The strength of weak ties: building and maintaining the ecosystem

Your ecosystem of contacts

Collaboration was one of the implicit themes at last week’s Social Entrepreneurship Summit and as part of the summit’s kick-off participants were spurred to think about the strength of weak ties. What does this have to do with social entrepreneurialism and what is networking — beyond the sharing of tiny pieces of paper with our coordinates?

The more time one spends on the planet, the more one begins to understand that we exist within ecosystems that consist of an enormous array of relationships: some peripheral and some solid as cement. Among the social scientists studying these relationships is Ron Burt who has observed that, perhaps counter-intuitively, the most productive personal connections result from the weak ties in your network and not from those who know you best.
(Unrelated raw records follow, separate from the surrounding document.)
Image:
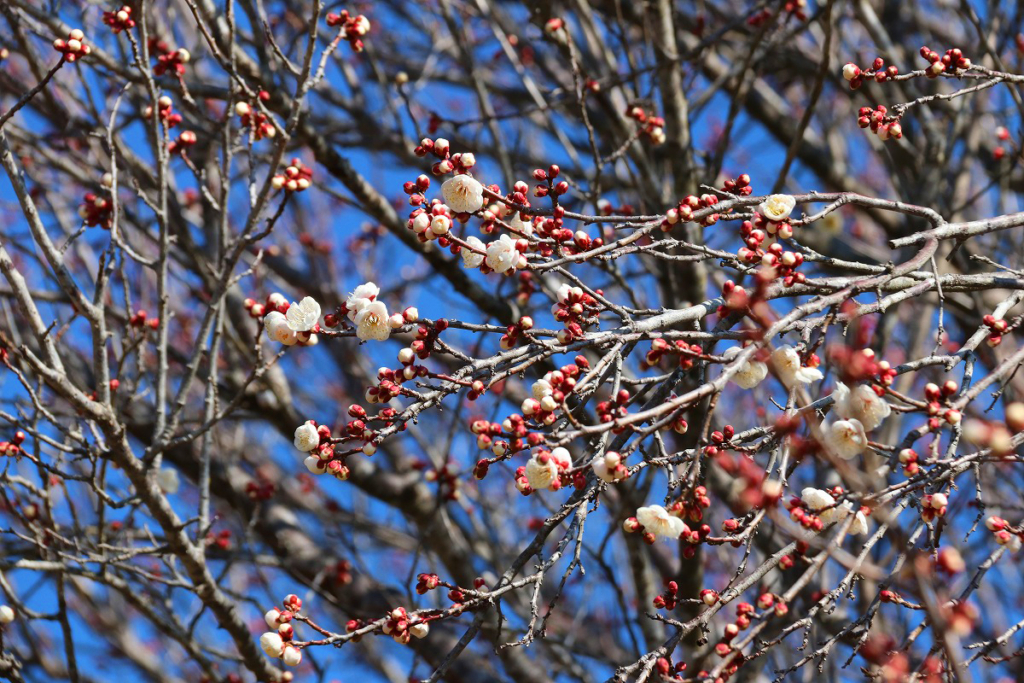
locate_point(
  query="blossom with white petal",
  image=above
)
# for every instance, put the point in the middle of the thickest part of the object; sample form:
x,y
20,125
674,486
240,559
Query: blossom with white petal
x,y
860,403
278,329
306,437
373,322
463,194
168,480
470,258
302,316
845,437
361,296
606,467
656,520
777,207
543,468
502,254
752,372
271,643
791,370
So in the context of the summit, there was enormous latent connective potential among the 280 participants.

Upon closing, participants were asked to remember that they are both members of an ecosystem as well as part of a continuum: “We are standing on the shoulders of others.” Therefore, it’s important to recognize that individual contribution matters to the collective effort. Throughout the day I observed many exchanges of business cards among the tables, but in order for progress to be made some action needs to be taken beyond copying the coordinates into one’s Outlook.

I have heard somewhere that we are all extras in someone else’s play. With this in mind, how will you contribute to someone else’s goals, and what would you want if someone were to ask?